Hoe is het met het wetsvoorstel ‘recht op onbereikbaarheid’?
In mei 2021 schreven we een kort nieuwsbericht over dit wetsvoorstel dat in mei 2021 bij de Tweede Kamer werd ingediend. Sindsdien is het stil, onder meer vanwege forse kritiek die de Raad van State had op het wetsvoorstel.
Toch onderzoekt de Europese Commissie nog steeds de mogelijkheid van ‘onbereikbaarheidswetgeving’ op Europees niveau. Ook lijkt de bij ons ingeslapen discussie in Nederland weer op te laaien. Kitty Jong, FNV, riep namelijk onlangs op om het oude wetsvoorstel alsnog in te voeren:
‘Veel werknemers staan onder hoge druk, zeker in deze tijd van tekorten aan collega’s. Maar het is ook voor de samenleving belangrijk dat het aantal mensen met een burn-out wordt teruggedrongen. De maatschappelijke kosten van overbelasting door werkgevers komen namelijk voor rekening van ons allemaal.’

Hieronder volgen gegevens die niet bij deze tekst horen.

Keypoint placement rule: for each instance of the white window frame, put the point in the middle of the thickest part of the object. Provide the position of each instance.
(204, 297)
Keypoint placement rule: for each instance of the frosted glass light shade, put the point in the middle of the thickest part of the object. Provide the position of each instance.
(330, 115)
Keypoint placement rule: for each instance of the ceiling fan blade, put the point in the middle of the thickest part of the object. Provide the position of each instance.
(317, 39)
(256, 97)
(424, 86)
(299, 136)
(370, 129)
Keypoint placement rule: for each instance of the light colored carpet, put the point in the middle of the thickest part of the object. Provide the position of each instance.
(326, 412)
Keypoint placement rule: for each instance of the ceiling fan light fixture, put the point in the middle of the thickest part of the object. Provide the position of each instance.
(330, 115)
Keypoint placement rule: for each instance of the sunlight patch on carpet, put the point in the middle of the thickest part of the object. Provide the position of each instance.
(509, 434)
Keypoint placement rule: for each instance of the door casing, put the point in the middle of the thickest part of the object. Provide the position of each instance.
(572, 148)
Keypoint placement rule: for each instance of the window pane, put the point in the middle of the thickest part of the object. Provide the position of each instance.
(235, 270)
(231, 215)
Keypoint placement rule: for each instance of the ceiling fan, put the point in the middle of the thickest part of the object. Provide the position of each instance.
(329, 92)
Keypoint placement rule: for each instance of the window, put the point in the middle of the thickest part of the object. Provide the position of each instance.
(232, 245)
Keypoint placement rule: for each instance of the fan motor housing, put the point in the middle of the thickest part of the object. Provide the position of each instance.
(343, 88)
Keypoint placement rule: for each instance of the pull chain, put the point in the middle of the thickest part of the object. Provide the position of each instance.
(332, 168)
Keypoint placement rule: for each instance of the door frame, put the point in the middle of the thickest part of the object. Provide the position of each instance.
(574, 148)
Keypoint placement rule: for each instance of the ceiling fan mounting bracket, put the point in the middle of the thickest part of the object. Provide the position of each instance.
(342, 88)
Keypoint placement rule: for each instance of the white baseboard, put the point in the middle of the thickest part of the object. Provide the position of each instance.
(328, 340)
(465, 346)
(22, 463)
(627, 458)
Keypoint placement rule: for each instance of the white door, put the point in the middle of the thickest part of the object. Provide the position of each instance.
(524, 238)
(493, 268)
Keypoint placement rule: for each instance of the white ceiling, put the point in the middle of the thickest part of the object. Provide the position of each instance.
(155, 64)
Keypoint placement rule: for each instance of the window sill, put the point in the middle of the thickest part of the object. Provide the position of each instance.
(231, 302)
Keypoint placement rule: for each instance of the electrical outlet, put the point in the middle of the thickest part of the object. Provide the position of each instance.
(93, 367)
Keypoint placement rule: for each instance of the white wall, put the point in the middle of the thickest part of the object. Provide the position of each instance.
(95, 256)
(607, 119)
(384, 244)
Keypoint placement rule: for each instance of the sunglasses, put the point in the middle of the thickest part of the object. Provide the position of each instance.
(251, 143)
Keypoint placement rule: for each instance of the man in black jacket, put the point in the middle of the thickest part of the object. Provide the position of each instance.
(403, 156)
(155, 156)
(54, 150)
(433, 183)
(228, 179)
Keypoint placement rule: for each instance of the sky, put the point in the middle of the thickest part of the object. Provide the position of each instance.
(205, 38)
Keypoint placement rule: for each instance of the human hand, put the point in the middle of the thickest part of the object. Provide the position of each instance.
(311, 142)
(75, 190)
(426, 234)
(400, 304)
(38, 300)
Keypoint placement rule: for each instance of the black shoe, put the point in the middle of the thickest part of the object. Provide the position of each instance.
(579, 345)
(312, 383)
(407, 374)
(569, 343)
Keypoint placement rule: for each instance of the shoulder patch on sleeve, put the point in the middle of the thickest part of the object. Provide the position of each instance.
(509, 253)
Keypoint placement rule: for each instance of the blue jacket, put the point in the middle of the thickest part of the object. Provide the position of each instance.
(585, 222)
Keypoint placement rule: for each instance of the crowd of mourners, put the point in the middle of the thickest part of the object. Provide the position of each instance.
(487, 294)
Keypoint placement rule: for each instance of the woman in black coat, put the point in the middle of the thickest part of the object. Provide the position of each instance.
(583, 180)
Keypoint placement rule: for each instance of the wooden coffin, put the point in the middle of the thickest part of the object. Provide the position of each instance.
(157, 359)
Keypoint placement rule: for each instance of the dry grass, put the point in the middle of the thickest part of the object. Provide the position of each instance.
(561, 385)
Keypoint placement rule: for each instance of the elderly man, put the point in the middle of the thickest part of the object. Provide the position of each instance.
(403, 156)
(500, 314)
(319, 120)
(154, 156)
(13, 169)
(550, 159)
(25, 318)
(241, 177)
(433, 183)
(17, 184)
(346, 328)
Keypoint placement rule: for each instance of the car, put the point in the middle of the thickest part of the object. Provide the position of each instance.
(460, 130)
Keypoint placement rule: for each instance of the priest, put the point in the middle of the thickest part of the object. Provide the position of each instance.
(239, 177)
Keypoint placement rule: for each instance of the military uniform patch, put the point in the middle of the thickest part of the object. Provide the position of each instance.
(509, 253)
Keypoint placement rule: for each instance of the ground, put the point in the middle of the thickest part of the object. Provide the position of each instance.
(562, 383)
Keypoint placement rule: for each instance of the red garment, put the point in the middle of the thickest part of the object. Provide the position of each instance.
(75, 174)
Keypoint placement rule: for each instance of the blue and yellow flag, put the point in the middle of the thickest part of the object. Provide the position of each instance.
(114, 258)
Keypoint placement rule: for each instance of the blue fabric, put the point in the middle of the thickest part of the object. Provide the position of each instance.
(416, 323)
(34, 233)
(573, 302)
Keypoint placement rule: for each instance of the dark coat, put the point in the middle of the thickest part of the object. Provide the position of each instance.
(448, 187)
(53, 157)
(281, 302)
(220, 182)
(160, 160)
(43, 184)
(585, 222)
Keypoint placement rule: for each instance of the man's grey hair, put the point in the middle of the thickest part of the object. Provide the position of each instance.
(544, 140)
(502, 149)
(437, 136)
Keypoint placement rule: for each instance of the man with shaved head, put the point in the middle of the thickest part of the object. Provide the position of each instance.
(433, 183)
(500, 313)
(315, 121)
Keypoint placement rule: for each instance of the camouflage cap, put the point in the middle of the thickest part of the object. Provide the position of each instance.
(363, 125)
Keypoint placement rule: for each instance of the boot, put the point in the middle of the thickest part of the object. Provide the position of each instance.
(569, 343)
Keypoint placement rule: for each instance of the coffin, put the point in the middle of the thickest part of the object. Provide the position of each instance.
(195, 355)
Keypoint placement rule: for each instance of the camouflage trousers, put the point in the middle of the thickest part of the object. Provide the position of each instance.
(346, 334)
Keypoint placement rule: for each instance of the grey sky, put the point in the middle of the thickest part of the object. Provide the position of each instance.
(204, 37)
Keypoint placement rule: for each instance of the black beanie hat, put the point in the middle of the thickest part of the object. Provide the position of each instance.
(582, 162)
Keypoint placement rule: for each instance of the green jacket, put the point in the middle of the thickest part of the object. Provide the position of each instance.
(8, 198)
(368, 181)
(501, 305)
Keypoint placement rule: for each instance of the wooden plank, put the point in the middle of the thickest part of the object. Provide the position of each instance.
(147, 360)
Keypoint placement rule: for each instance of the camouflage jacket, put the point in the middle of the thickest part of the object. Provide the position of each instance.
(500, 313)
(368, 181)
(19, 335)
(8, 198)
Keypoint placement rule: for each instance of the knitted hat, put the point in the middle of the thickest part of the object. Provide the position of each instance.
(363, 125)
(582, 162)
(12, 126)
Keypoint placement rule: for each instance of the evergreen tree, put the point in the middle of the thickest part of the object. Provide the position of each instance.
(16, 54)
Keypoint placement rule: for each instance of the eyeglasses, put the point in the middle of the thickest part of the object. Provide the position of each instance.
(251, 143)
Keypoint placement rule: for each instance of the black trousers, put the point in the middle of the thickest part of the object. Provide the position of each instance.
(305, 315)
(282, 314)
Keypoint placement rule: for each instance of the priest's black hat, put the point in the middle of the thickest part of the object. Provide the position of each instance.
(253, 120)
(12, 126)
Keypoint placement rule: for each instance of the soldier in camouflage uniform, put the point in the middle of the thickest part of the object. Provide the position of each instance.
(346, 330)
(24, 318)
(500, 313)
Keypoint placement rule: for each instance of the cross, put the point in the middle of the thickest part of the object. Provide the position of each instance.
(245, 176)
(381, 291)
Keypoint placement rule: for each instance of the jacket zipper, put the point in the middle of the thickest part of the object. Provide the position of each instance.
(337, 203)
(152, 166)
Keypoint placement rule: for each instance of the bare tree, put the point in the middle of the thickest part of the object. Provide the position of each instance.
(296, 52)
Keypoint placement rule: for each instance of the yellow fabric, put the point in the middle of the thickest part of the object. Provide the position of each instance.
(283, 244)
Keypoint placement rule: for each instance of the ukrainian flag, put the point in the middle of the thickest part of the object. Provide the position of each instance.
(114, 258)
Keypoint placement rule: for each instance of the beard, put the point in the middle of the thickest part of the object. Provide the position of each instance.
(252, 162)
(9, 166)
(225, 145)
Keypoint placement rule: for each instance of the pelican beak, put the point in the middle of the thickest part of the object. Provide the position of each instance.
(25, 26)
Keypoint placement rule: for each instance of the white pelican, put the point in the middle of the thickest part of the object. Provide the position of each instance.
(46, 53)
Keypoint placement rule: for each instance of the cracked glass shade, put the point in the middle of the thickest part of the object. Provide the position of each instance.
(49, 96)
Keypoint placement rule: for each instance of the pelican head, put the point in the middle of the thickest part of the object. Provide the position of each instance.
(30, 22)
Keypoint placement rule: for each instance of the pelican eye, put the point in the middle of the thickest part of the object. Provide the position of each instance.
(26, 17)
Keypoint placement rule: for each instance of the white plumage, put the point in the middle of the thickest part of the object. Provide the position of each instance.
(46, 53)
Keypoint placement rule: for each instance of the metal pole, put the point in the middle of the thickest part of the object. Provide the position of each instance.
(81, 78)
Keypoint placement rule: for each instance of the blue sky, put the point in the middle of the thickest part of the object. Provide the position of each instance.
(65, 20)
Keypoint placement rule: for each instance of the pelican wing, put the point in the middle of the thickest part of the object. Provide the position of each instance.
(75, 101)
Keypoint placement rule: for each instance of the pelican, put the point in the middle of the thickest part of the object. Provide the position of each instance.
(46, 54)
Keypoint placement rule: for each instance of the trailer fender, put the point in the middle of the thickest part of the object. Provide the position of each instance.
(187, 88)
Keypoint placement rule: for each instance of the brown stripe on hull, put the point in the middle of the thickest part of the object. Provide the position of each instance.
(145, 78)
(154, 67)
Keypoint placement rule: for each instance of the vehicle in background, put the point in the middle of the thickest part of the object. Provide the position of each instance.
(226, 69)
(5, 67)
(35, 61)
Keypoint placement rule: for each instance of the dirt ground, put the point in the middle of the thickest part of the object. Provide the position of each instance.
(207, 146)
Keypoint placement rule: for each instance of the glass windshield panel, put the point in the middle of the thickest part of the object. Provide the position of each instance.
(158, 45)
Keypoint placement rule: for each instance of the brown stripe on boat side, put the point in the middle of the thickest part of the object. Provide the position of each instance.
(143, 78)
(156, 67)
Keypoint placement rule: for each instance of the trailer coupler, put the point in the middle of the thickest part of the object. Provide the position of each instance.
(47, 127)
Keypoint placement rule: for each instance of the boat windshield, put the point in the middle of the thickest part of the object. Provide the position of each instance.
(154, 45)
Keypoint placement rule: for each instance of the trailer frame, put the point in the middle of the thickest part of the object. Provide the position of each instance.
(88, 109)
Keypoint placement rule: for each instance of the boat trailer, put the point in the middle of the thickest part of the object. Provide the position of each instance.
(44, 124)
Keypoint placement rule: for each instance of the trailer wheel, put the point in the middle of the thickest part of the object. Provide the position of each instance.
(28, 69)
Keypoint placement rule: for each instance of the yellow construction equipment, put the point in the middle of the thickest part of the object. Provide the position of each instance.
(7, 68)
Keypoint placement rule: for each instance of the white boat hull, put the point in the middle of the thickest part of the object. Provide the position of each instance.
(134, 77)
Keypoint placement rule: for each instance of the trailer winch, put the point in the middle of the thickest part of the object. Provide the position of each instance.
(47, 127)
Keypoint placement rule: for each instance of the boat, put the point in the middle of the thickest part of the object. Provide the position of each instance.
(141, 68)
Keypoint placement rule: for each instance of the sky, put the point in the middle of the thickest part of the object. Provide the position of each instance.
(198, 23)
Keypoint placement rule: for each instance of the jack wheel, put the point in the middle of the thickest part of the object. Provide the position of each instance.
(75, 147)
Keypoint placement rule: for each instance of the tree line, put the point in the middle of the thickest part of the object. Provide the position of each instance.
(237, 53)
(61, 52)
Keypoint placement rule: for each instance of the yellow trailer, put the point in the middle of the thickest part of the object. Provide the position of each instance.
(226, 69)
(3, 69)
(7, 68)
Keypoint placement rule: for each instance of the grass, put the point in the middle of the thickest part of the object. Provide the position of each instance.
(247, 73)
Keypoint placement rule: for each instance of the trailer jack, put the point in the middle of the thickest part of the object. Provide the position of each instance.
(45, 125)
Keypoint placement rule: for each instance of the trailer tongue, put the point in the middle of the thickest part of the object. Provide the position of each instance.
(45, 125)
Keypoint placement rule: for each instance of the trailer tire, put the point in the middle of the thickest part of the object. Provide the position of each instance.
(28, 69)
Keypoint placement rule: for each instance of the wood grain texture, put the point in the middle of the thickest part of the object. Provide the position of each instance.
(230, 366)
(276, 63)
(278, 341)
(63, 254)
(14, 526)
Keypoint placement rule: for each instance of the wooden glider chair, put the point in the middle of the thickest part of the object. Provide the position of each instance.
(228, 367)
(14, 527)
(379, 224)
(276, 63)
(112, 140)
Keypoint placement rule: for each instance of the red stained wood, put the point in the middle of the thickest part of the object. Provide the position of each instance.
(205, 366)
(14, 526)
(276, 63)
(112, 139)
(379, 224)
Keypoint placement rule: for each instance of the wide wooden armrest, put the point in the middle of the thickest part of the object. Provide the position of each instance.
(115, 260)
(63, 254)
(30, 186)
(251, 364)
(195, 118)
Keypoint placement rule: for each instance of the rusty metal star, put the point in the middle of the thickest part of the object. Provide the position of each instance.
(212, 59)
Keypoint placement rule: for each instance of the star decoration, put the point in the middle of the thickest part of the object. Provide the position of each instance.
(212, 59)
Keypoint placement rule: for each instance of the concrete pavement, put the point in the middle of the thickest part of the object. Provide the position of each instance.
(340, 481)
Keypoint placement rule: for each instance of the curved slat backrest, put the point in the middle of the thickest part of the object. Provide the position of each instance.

42% van de werkende Nederlanders geeft aan buiten werktijd bereikbaar te zijn en werk te verrichten. Onder andere de komst van de smartphone en thuiswerken hebben bijgedragen aan de vervaagde grens tussen werk- en privétijd. De huidige samenleving vraagt oplettendheid van werkgevers met betrekking tot de werkdruk die door werknemers wordt ervaren. In dat kader kan het belangrijk zijn dat werkgever en werknemer met elkaar in gesprek gaan over (on)bereikbaarheid.
Het is zeer de vraag of dat via een wettelijke regeling geregeld moet worden. Zoals ook bij steeds meer grote bedrijven in Duitsland, lijkt het invoeren van beleid, gericht op cultuurverandering, een grotere impact te hebben. Zoals hoogleraar arbeidsrecht aan de Radboud universiteit Femke Laagland schrijft:
‘Het is veel belangrijker dat de werkgever een cultuur heeft binnen zijn bedrijf, waarin werknemers ook het gevoel krijgen dat ze niet hoeven te reageren op bepaalde mailtjes en telefoontjes buiten werktijd.’
Wat ons betreft een mooi thema voor HR in het kader van het voorkomen van uitval van medewerkers.